I open with a major digression. Recently I won several random boxes of books, at a very modest cost, from a local auction house, ending up with a rather disappointing cache of 1940’s tomes exploring European philosophy. My reason for bidding was a single volume in Italian and, as if in justification for this respectable form of gambling, I romanticized my heroism as the book’s ‘rescuer’ from the lumpen anonymity of its undistinguished, faded companions. The inefficiency of acquiring 200 unwanted hardback books for the sake of gaining that single volume later struck me as pointless, and on taking delivery, slightly nauseating. In the cold light of day, the weighty absurdity of our disposable society, combined with the vanity of my hollow victory, settled on me as though I were carrying of a sack of ashes soaked in bitter aloes.
Ian Fleming, in his early James Bond title, Casino Royale [1], gives an extraordinary account of the corrosive effects of gambling on the soul, and the poignancy of his description/experience was not wasted on me as I weighed my disproportionate losses in the form of redundant texts destined for thrift shops or for imminent recycling. Taking apart one of the boxes, I noticed a flash of faded blue under the bottom flap of the carton.
On further investigation I found two blue limp reisepass from Nazi-era Germany. These floppy travel permits, were made, rather improbably, from ageing, thin, but remarkably serviceable oilcloth. Each permit displayed a frightening swastika stamp, endorsing the names and right to travel to work for two Jewish labourers, a man and a woman. These strange, lost objects carried a shocking authenticity, arcing back to what were, in all probability, two stories of unimaginable human suffering. At times, our bloody European history and the capacity of its paraphernalia to verify humanity’s ability to conjure monstrous evil, never seem far below the surface.

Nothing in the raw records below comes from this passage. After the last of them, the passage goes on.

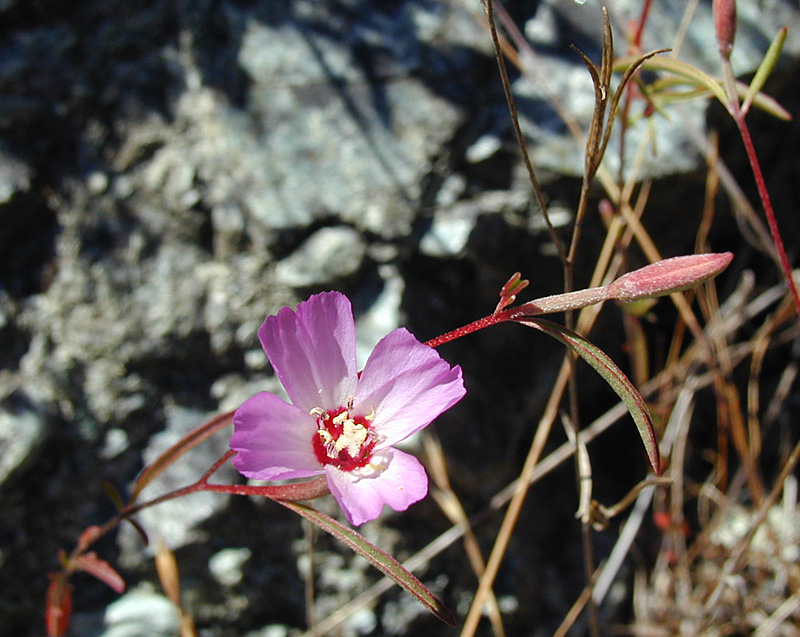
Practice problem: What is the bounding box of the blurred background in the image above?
[0,0,800,637]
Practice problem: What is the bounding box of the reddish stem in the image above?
[734,115,800,316]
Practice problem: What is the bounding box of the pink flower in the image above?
[230,292,466,525]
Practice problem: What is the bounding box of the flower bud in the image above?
[712,0,736,60]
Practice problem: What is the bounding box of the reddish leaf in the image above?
[44,573,72,637]
[71,552,125,593]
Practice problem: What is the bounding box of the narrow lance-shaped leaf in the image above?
[742,27,787,113]
[515,318,661,474]
[614,56,728,104]
[70,551,125,593]
[277,500,456,626]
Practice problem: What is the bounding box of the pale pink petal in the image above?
[230,392,322,480]
[325,449,428,526]
[258,292,358,412]
[353,328,466,448]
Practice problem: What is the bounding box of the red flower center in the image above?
[311,407,376,471]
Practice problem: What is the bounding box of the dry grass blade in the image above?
[422,430,506,637]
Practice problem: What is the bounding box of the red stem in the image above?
[734,115,800,316]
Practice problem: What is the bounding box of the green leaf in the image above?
[742,27,786,112]
[614,56,728,105]
[131,411,233,504]
[276,500,456,626]
[514,318,661,474]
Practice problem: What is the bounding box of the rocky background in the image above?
[0,0,800,637]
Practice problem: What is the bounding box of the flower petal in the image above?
[353,328,466,448]
[230,392,322,480]
[325,449,428,526]
[258,292,358,412]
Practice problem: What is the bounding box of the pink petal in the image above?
[258,292,358,412]
[230,392,322,480]
[325,449,428,526]
[353,328,466,448]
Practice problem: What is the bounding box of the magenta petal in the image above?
[230,392,322,480]
[258,292,358,412]
[353,328,466,448]
[325,449,428,526]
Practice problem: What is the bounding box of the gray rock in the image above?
[101,587,180,637]
[275,226,367,288]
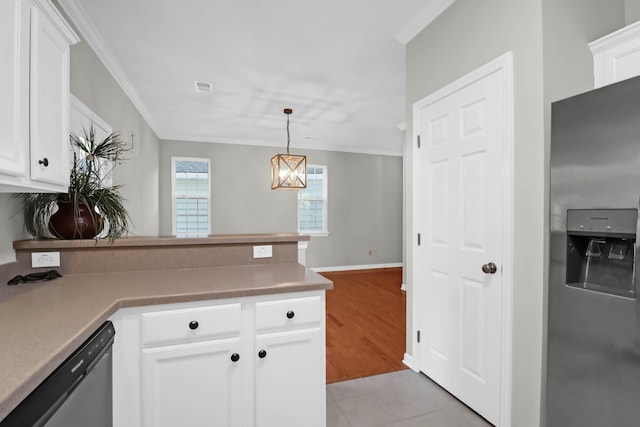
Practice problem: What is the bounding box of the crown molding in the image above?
[393,0,456,45]
[34,0,80,45]
[158,134,403,157]
[58,0,161,135]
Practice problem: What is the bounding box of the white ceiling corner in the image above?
[393,0,456,45]
[58,0,160,137]
[58,0,436,156]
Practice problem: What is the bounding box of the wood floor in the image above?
[322,268,407,384]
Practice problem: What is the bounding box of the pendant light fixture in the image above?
[271,108,307,190]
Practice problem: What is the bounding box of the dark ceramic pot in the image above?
[49,202,103,240]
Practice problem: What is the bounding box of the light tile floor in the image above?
[327,369,491,427]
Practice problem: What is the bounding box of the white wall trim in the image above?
[407,52,514,427]
[59,0,161,136]
[393,0,456,45]
[311,262,402,273]
[589,21,640,88]
[34,0,80,45]
[402,353,420,372]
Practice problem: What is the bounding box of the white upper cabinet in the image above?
[589,21,640,88]
[0,0,79,192]
[0,0,29,182]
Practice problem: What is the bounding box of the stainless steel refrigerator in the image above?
[546,78,640,427]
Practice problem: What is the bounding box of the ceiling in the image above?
[59,0,429,155]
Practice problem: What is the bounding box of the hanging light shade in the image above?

For 40 years or more Christian Boltanski has managed to invoke our empathy and grief for the lost and the missing, whilst topically indicting a seemingly endless procession of possible or specified culpable perpetrators. The works that comprise Anime. Di Luogo in Luogo (Souls. From Place to Place) remind us of the longevity and unwavering brilliance of Boltanski, who for me, remains unsurpassed in his ability to shine a light on the susceptibility of the human spirit.
The show, visible until 12 November 2017, is brilliantly selected and curated, offering an overview of the artist’s output over time, plus a new installation. To describe the individual rooms and the works here in the written word is boring and misses the point. The potency of this show is to do with what is not there, rather than what is.
Anime. Di Luogo in Luogo presents the greatest hits, and they still hit very hard. The installations that make up the overall retrospective are as fresh and relevant today as they ever have been. Bologna’s own Danilo Eccher, who has worked with Gilbert and George, Francesco Clemente and Matt Collishaw amongst others, has orchestrated this show beautifully, whilst the City of Bologna itself, with the dark echoes of history and art history in the guise of Morandi and De Chirico make for a charismatic subliminal backdrop.
Boltanski’s magic springs from his unique ability to share his deep understanding of the human condition and of ‘stuff’ that has the potential to invoke empathy for victims, in much the same way that epitaphs to unknown soldiers might. Unlike Boltanski’s site specific memorials, here we are not presented with direct information about the victims of persecution or the documentary evidence of their specific suffering. What we do have is the rather eerie feeling our own transience as we inspect Boltanski’s conveyor of processed and processing souls, frozen uncannily and installed humanely through photographs, archives, light and darkness, electricity and physical presence.
Boltanski is one of the finest artists and most serious minds of a generation, see this survey and then see his installation ‘Ustica’ [2], also in Bologna, and I defy you to be unmoved. Words fail me in the face of this work. Probably one of the best shows I will ever see and one that reinstated this viewer’s belief that the arts still possess the potency to get us to understand our existential, atomic quandary, this without the need to resort to building a Large Hadron Collider – or the (inevitable) successor(s) to prove our point.
Notes:
[1] Casino Royal was the first James Bond novel, written by Ian Fleming and published by Jonathan Cape in 1953
[2] A proposito di Ustica (About Ustica): On Friday 27 June 1980, an Italian internal flight from Bologna-Palermo, crashed into the sea, resulting in the loss of 81 passengers. Boltanski was asked by the city of Bologna to create a permanent installation to act as a memorial and reminder of one of the most narrated tragedies to have occurred in Italy. The resulting permanent installation presents the remains of the DC9 aircraft surrounded by large crates shrouded in black cloth that contain some personal belongings of the victims.